For me, then, much of the promise of affect as a concept was in how it facilitated alternative approaches to these questions. Just like neuroscientific scholarship (and overlapping with it, see below), the emerging paradigm of affect studies offered the productive challenge to take questions of embodiment, feeling, and sensation seriously. This was in fact a crucial challenge to my earlier scholarly self who had been trained in literary studies at the height of the so-called linguistic turn and now had to plea guilty to some charges of one-sided focus on discourse as well as underappreciation of the affective charges of my own (hyper)critical interventions. But the affect studies scholarship I was drawn to—including by Sara Ahmed, Lauren Berlant, Ann Cvetkovich, and Eve Sedgwick—forcefully put history and the sociopolitical front and centre. It asked critical questions, for example, about empathy (or “compassion”) as “a term denoting privilege” and “a social and aesthetic technology” all-too-readily called upon as a market corrective in the neoliberal present (Berlant 2004, p. 4-5).  However, this scholarship also conceptualized the dynamic, complex affective processes that constitute sociopolitical phenomena, including identities, underlining movement and instability as a promise of—possible—change. While some affect scholarship too quickly equated the “potential” in “a body’s capacity to affect and to be affected” (Seigworth and Gregg 2010, p. 2) with a tendency towards political liberation, my own work has been invested in conceptualizing under which conditions, and how, these dynamics of affect can in factbe oriented towards inclusion, equality, and solidarity in the relational ecologies that humans are embedded in.

You were among the first to introduce concepts from affect theory to the analysis of narrative in literary theory.
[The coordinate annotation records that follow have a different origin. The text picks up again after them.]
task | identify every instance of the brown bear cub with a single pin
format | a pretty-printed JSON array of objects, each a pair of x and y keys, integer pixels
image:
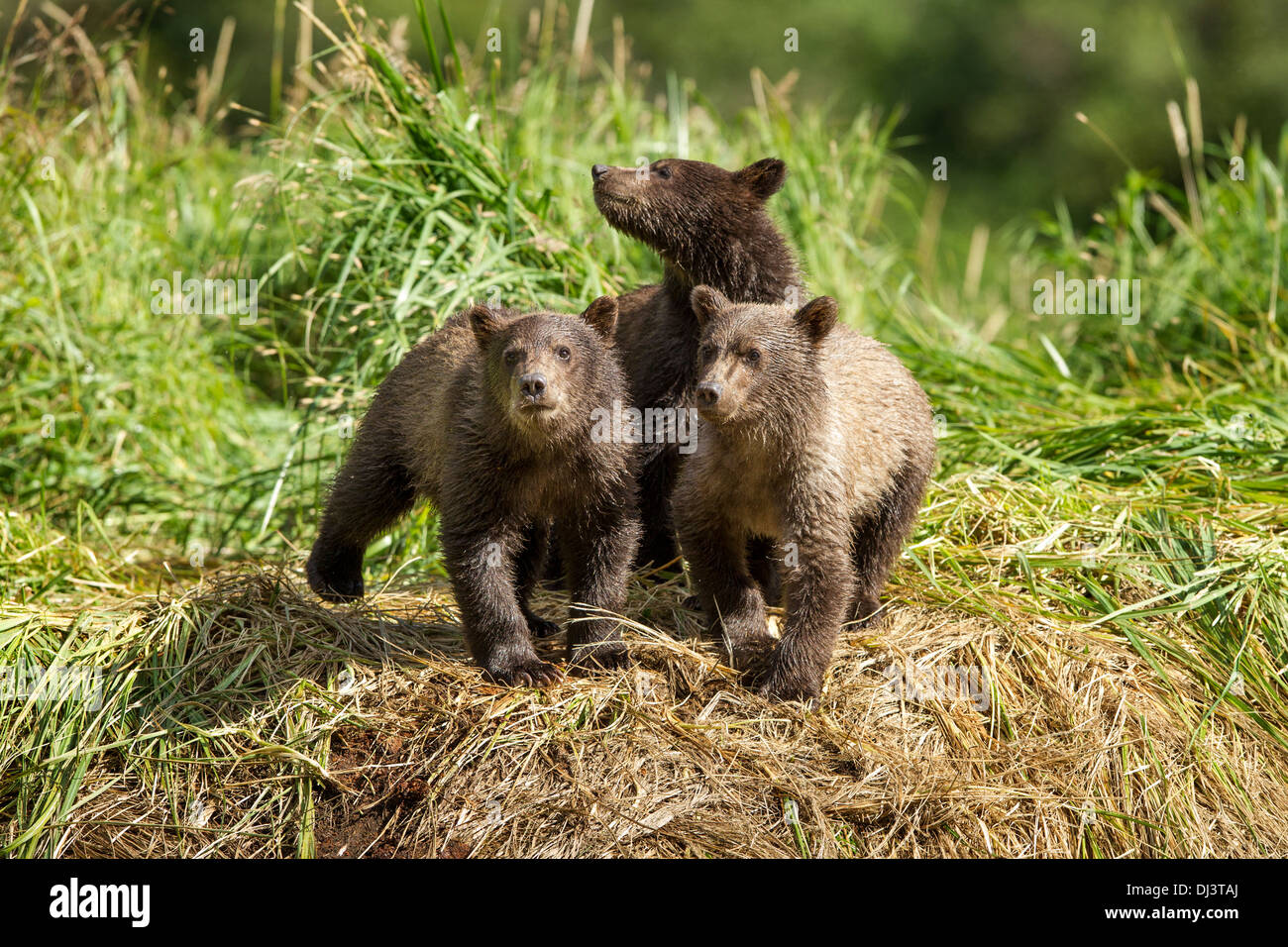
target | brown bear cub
[
  {"x": 709, "y": 227},
  {"x": 818, "y": 437},
  {"x": 492, "y": 418}
]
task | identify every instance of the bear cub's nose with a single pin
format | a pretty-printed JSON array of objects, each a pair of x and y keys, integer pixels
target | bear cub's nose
[{"x": 533, "y": 384}]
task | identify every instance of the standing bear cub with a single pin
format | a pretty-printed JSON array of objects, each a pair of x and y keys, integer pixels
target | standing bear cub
[
  {"x": 818, "y": 437},
  {"x": 708, "y": 226},
  {"x": 490, "y": 418}
]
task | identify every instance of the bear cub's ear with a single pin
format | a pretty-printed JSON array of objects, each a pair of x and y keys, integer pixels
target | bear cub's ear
[
  {"x": 706, "y": 302},
  {"x": 763, "y": 178},
  {"x": 484, "y": 321},
  {"x": 816, "y": 317},
  {"x": 601, "y": 316}
]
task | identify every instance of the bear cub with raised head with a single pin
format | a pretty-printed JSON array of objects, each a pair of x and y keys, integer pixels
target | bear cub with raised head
[
  {"x": 709, "y": 227},
  {"x": 818, "y": 437},
  {"x": 490, "y": 418}
]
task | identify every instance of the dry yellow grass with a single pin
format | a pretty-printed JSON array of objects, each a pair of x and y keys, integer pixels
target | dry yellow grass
[{"x": 366, "y": 731}]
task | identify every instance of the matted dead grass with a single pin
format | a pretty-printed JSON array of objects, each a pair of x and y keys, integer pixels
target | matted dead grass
[{"x": 366, "y": 731}]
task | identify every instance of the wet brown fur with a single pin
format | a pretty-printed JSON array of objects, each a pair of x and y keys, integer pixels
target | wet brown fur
[
  {"x": 818, "y": 437},
  {"x": 454, "y": 423},
  {"x": 709, "y": 227}
]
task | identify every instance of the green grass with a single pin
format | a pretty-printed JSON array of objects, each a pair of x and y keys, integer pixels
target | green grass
[{"x": 1125, "y": 480}]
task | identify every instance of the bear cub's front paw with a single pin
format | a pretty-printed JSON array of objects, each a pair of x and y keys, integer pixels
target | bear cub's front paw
[
  {"x": 524, "y": 672},
  {"x": 335, "y": 575}
]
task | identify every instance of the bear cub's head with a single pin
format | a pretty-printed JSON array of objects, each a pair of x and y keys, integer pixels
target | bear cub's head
[
  {"x": 666, "y": 202},
  {"x": 544, "y": 371},
  {"x": 755, "y": 359}
]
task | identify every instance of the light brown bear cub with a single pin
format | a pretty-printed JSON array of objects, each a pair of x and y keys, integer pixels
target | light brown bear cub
[
  {"x": 816, "y": 437},
  {"x": 493, "y": 419}
]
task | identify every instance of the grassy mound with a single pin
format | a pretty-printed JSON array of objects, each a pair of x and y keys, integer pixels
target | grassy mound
[{"x": 248, "y": 719}]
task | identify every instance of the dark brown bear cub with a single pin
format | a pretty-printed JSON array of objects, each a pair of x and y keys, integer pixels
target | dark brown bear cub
[
  {"x": 492, "y": 418},
  {"x": 709, "y": 227},
  {"x": 818, "y": 437}
]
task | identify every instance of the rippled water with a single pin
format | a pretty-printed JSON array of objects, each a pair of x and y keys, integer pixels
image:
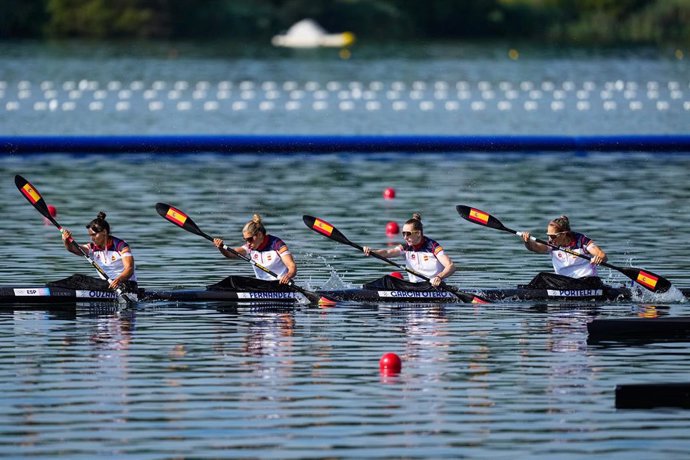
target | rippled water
[
  {"x": 206, "y": 380},
  {"x": 451, "y": 88}
]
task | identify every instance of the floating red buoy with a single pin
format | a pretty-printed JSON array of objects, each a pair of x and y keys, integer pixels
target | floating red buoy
[
  {"x": 392, "y": 228},
  {"x": 390, "y": 363}
]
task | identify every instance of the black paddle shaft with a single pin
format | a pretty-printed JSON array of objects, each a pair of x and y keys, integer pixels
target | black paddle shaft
[
  {"x": 34, "y": 197},
  {"x": 185, "y": 222},
  {"x": 330, "y": 232},
  {"x": 645, "y": 278}
]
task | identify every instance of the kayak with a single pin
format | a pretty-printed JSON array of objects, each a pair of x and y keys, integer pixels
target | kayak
[{"x": 62, "y": 295}]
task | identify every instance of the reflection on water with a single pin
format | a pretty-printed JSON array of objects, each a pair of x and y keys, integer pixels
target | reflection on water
[{"x": 210, "y": 380}]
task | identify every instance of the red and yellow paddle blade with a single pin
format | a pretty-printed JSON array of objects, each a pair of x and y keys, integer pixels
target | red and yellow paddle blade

Given that affect studies emerged to a large degree from research in queer and feminist literary studies, how would you describe its relation toand contribution tonarratology, i.e. the study of narrative structures?

Importantly, there has long been overlap between these fields. Sue Lanser’s and Robyn Warhol’s seminal work in feminist and queer narratology have been crucial to my own thinking, including Robyn’s early foray into affect studies in Having a Good Cry: Effeminate Feelings and Pop-Culture Forms (2003). That said, it is also true that feminist and queer theory more generally have not been terribly invested in narrative, and often actively opposed to its presumed normativity, and that vice versa, narratology as a whole was slow to open up to the challenge of “contextual” cultural studies approaches. Perhaps this sluggish cross-fertilization contributed to the curious fact that the terminology of affect was then claimed, and for a while near-monopolized, by neuroscientific approaches in narratology. I say “curious” because this scholarship partly uses the word “affect” for what has more commonly be called “emotion,” and often opposed to affect as such, namely relatively stable, plot-bound and closure-oriented, categorizable feelings (co)induced by cognitive evaluations, entirely anathema to, for example, Brian Massumi’s influential definition of affect as unqualified intensity.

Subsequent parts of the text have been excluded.